The IPV-CIR will be the first center of its kind at any VA Medical Center. Portnoy will serve as the director for the center, which will comprise two cores: an innovation and implementation core, directed by Portnoy and Martino, and a research core, directed by Portnoy and Brandt.
Located in, and supported by, the PRIME Center at VACHS, the goal of the IPV-CIR is to develop, disseminate, implement, and evaluate innovative, high-quality, veteran-centered, trauma-informed, and recovery-oriented practices for intimate partner violence (IPV) detection, prevention, and treatment.
IPV refers to threatened or actual physical, sexual, or psychological harm or stalking by a current or former partner or spouse. All genders can experience or perpetrate IPV, which occurs in heterosexual or same-sex couples and does not require sexual intimacy or cohabitation.
IPV is associated with increased risk of numerous physical and mental health conditions, including cardiovascular and respiratory problems, gastrointestinal issues, chronic pain, gynecological disorders and reproductive health complications, posttraumatic stress, anxiety, depression, substance use, and suicide.
“My colleagues and I are thrilled for the important opportunity to develop and evaluate best practices in IPV prevention and to inform IPV practice and policy on a national level. This work is especially exciting in the VA, which has an integrated healthcare system that can provide comprehensive response to Veterans and their families.” said Portnoy.

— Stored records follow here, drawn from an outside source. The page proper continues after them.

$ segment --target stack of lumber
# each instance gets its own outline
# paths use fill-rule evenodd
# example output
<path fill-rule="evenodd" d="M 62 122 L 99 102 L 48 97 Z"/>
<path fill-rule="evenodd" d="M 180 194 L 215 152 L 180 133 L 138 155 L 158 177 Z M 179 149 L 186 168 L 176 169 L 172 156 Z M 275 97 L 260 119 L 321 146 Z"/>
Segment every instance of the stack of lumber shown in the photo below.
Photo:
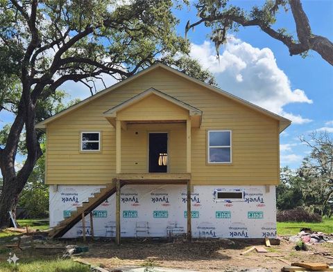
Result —
<path fill-rule="evenodd" d="M 284 266 L 282 270 L 286 272 L 333 271 L 333 266 L 320 262 L 294 262 L 291 266 Z"/>

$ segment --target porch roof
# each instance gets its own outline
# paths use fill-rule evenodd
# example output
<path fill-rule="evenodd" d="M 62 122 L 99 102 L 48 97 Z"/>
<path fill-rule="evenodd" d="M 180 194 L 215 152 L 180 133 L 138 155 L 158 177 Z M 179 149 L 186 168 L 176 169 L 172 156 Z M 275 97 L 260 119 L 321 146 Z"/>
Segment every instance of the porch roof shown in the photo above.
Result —
<path fill-rule="evenodd" d="M 121 120 L 123 128 L 130 123 L 186 123 L 187 120 L 193 121 L 192 127 L 199 127 L 203 112 L 155 88 L 150 88 L 103 114 L 114 127 L 116 120 Z"/>

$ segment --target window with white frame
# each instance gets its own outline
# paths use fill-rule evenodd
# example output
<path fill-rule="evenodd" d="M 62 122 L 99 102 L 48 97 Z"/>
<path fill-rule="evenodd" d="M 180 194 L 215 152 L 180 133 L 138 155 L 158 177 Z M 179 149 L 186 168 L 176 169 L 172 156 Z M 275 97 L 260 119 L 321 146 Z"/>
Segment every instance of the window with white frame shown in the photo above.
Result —
<path fill-rule="evenodd" d="M 81 151 L 100 151 L 100 132 L 81 132 Z"/>
<path fill-rule="evenodd" d="M 208 131 L 208 163 L 231 163 L 231 131 Z"/>

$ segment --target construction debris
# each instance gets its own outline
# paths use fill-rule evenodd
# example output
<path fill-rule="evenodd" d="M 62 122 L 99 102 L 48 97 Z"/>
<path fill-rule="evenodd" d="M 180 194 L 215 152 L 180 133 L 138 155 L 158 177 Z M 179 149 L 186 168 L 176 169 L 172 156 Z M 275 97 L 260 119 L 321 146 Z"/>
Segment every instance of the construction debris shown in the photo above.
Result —
<path fill-rule="evenodd" d="M 246 254 L 248 253 L 249 252 L 251 252 L 251 251 L 254 251 L 255 249 L 255 246 L 251 246 L 250 248 L 248 248 L 246 251 L 241 253 L 241 255 L 246 255 Z"/>
<path fill-rule="evenodd" d="M 324 233 L 311 231 L 311 229 L 300 231 L 297 235 L 291 236 L 289 241 L 299 242 L 303 242 L 307 244 L 315 243 L 333 242 L 333 235 Z"/>
<path fill-rule="evenodd" d="M 268 248 L 271 247 L 271 242 L 269 242 L 269 239 L 268 237 L 265 237 L 265 244 L 266 244 L 266 246 Z"/>
<path fill-rule="evenodd" d="M 286 272 L 333 271 L 333 266 L 316 262 L 296 262 L 282 268 Z"/>
<path fill-rule="evenodd" d="M 255 246 L 255 250 L 258 253 L 267 253 L 268 252 L 262 246 Z"/>

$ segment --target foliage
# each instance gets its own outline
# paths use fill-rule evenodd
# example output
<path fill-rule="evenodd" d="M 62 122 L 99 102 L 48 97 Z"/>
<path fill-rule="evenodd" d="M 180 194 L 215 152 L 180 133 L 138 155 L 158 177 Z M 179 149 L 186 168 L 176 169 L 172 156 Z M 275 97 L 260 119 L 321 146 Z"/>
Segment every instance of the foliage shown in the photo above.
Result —
<path fill-rule="evenodd" d="M 278 210 L 276 220 L 279 222 L 321 222 L 322 218 L 318 213 L 298 207 L 291 210 Z"/>
<path fill-rule="evenodd" d="M 276 190 L 278 208 L 302 207 L 310 213 L 330 217 L 333 214 L 333 139 L 327 133 L 316 132 L 300 140 L 311 151 L 297 171 L 289 167 L 281 170 L 281 183 Z"/>
<path fill-rule="evenodd" d="M 312 211 L 333 214 L 333 138 L 327 132 L 313 133 L 301 138 L 311 148 L 299 170 L 305 202 Z"/>
<path fill-rule="evenodd" d="M 9 264 L 7 262 L 0 263 L 0 270 L 3 272 L 89 272 L 90 269 L 85 265 L 74 262 L 71 260 L 24 260 L 18 261 L 19 265 Z"/>
<path fill-rule="evenodd" d="M 261 6 L 255 5 L 246 10 L 233 5 L 229 0 L 198 0 L 194 6 L 200 19 L 192 24 L 188 21 L 185 35 L 191 28 L 194 29 L 199 24 L 210 28 L 210 39 L 215 44 L 219 56 L 221 45 L 227 42 L 228 32 L 238 31 L 240 26 L 257 26 L 272 38 L 287 46 L 290 55 L 300 55 L 304 57 L 311 49 L 333 65 L 333 43 L 327 38 L 311 32 L 300 0 L 266 0 L 262 2 Z M 296 23 L 297 37 L 289 33 L 284 28 L 274 28 L 277 14 L 281 11 L 287 12 L 289 10 L 291 10 Z"/>
<path fill-rule="evenodd" d="M 17 93 L 16 95 L 18 95 Z M 74 100 L 65 103 L 65 100 L 68 95 L 62 91 L 56 91 L 51 96 L 39 104 L 37 109 L 36 118 L 40 121 L 42 118 L 51 116 L 62 111 L 68 107 L 79 102 Z M 12 105 L 12 109 L 15 111 L 15 105 Z M 39 120 L 38 120 L 39 119 Z M 0 130 L 0 146 L 4 146 L 8 138 L 11 124 L 6 124 Z M 27 153 L 25 133 L 24 132 L 19 141 L 18 152 L 21 155 L 26 156 Z M 29 218 L 46 218 L 48 217 L 49 210 L 49 187 L 44 184 L 45 174 L 45 136 L 42 135 L 40 138 L 40 147 L 43 154 L 37 160 L 28 181 L 23 189 L 18 203 L 18 206 L 24 208 L 28 212 Z M 19 165 L 17 167 L 19 168 Z"/>
<path fill-rule="evenodd" d="M 44 183 L 45 144 L 42 143 L 41 146 L 43 155 L 38 159 L 30 174 L 18 203 L 19 207 L 27 210 L 28 218 L 46 218 L 49 215 L 49 186 Z"/>
<path fill-rule="evenodd" d="M 276 187 L 276 206 L 284 210 L 301 206 L 303 195 L 300 187 L 301 179 L 288 167 L 280 170 L 280 183 Z M 293 201 L 291 201 L 291 199 Z"/>
<path fill-rule="evenodd" d="M 188 58 L 189 43 L 176 33 L 173 7 L 172 0 L 0 0 L 0 112 L 15 114 L 1 140 L 0 228 L 8 225 L 8 211 L 15 212 L 42 154 L 35 124 L 56 109 L 53 100 L 61 98 L 63 83 L 80 82 L 93 94 L 103 75 L 120 80 L 157 61 L 214 83 Z M 17 170 L 20 149 L 26 159 Z"/>

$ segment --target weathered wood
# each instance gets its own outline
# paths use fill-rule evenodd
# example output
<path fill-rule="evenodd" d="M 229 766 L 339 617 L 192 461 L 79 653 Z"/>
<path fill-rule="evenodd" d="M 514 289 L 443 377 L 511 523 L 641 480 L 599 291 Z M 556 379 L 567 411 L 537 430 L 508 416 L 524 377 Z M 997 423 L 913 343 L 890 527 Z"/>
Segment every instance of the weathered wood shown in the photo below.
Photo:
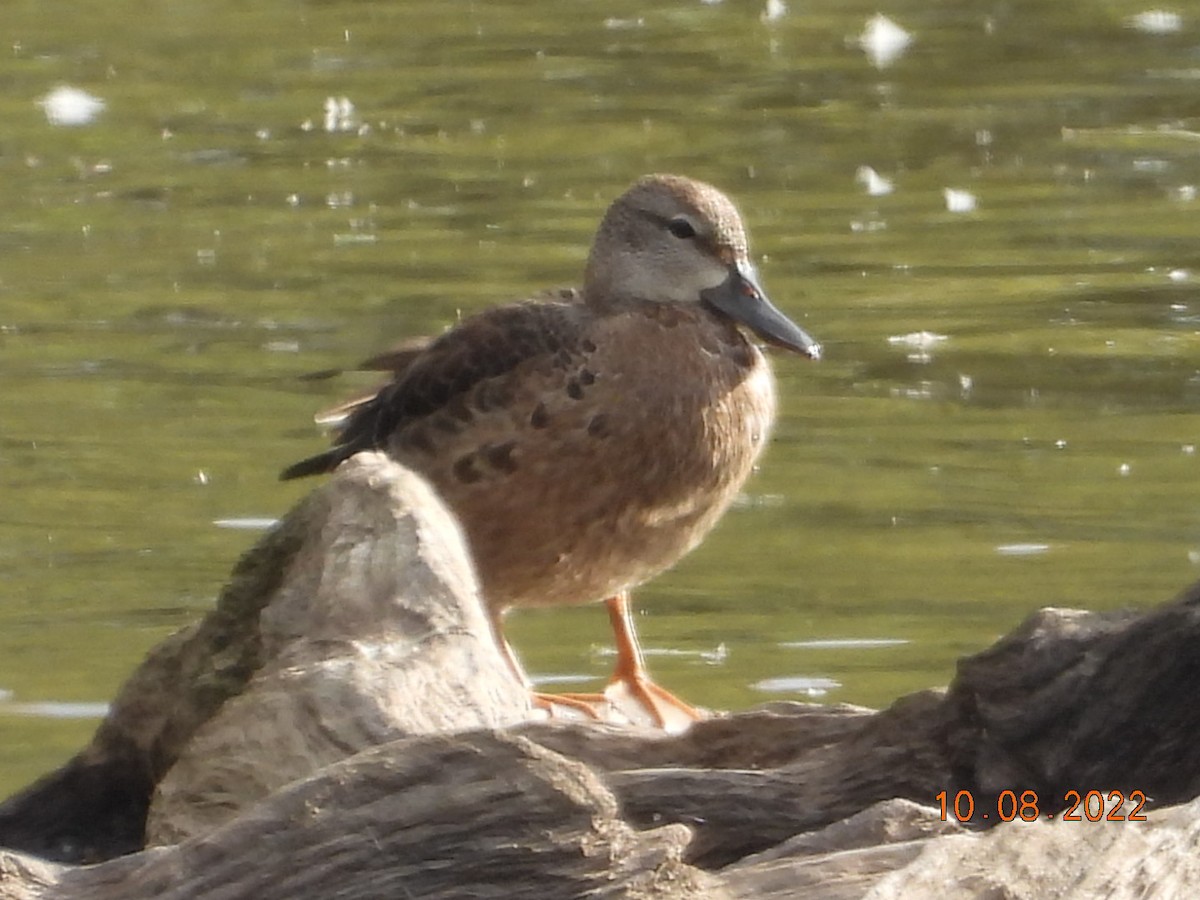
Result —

In 2017, Congress allocated $17 million to the VA’s National IPV Assistance Program. The IPV Assistance Program then issued a request for applications to fund an IPV innovation hub to expand comprehensive and integrated services that address and prevent IPV among the veteran population, including their partners and caregivers. VACHS was chosen from among a competitive pool of applicant VA Medical Centers across the country to receive $500,000 in funding per fiscal year, with intended ongoing support contingent on continued congressional appropriation. Portnoy said VACHS was selected, in part, due to plans to focus on IPV use and bidirectional IPV, areas with significant gaps in knowledge and practice.
"There is major work to do in IPV prevention." said Portnoy. "For instance, although key medical organizations recommend routine screening of IPV experiences among women as part of clinical practice guidelines, no recommendations nor broadly accepted screening tools exist for IPV use." In order to reduce rates of IPV, effective and acceptable screening and treatment for IPV use must exist.
“Since the seminal VHA Plan for Implementation of the Domestic Violence/IPV Assistance Program, VHA has made substantial advancements in screening for IPV experiences. Yet, the development of best practices for IPV use and bidirectional IPV are in its infancy. To prevent IPV, screening and resources for IPV use and bidirectional IPV are crucial. The IPV-CIR builds on the significant progress VHA has made in IPV response and takes the next necessary steps to extend focus to IPV use and bidirectional IPV,” said Jennifer Koget, LCSW, Acting National Director, Social Work, VA Fisher House and Family Hospitality, and Intimate Partner Violence Assistance Programs.